We'll see, I did it at any rate. Tied all the tubes in the table frame together (drilled and tapped holes...) as well as the pull out keyboard tray - a pretty big piece of isolated metal mounted under-table and where I noticed the backlights on the keyboard coming on during a lower power test...It's a mess, but I'm working there because heating more than one building at all times is too much for me..."Spring is on the way". But for now, I'm working here, right next to the heater.
- Messy space with tons of uP's and semis to fry laying around...
Gee, I hope you can't hear me, but maybe we should do a test on purpose when I get to that point. Normally you can't radiate this stuff that well without a long antenna...but when we step it up to insane volts, well, maybe there's some conductor with some current in it to radiate with. I've seen things as silly as bumper mount 160m antennas that worked according to their users - at one frequency (super high Q loaded). Similar situation here till I can get it all back inside my faraday cage, just a shorter whip.
And hopefully I land somewhere in this band or even a bit lower - if I jam the AM band talk shows a little, so be it. That's still up in the air as I measure and try to find a place where the voltages I can generate move the particles enough to cycle through the grid and out to a decent radius.
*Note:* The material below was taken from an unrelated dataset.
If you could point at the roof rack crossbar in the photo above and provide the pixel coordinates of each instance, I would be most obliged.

Going lower in frequency seems to compensate somewhat for the fact that the ions don't see the field we think we're putting on there - some of it they neutralize, more or less. So at a lower F they have more time to move, since they're going slower than the simple math would predict. On the flip side, I don't want slower, I want faster, generally speaking as I want them to be coming in fast enough to fuse if they do hit. A whole lot of balls in the air for this tradeoff, and the math seems to be ill defined at best - all I have is a direction, not a slope (or even a shape, I'm using an assumption of a line for the moment). The math I'm using now - which did hit it on the head at my low pressure limit or very close - small perturbations around those numbers just made it worse - doesn't account for inter ion interactions, and things get lousy quick with pressure going up to the range we'd rather run in - I think, as a bit higher pressure is where the DC Q is highest.
Which is itself an assumption. So what's really going on is "test some stuff and adapt based on what I learn". That sweep tube amp could probablty have been somewhat tweaked - it was close to enough running well below what it should have been able to do, but at the limit of what it DID do - around 160w output.
This guy should be loafing by comparison - and can hit class C instead of B, but of course I still need to do some serious protection (of the screens) around what would happen in the main plate supply isn't working, and in fact, just building a decent main plate supply in the first place - that's most of what's on my plate now. Somehow I don't think that just powering down the screen supply when the main supply is powered down is enough. What if it is powered up, but fails or is somehow disconnected? I've seen those failure modes in other things. So, a little skull sweat to be applied...
Posting as just me, not as the forum owner. Everything I say is "in my opinion" and YMMV -- which should go for everyone without saying.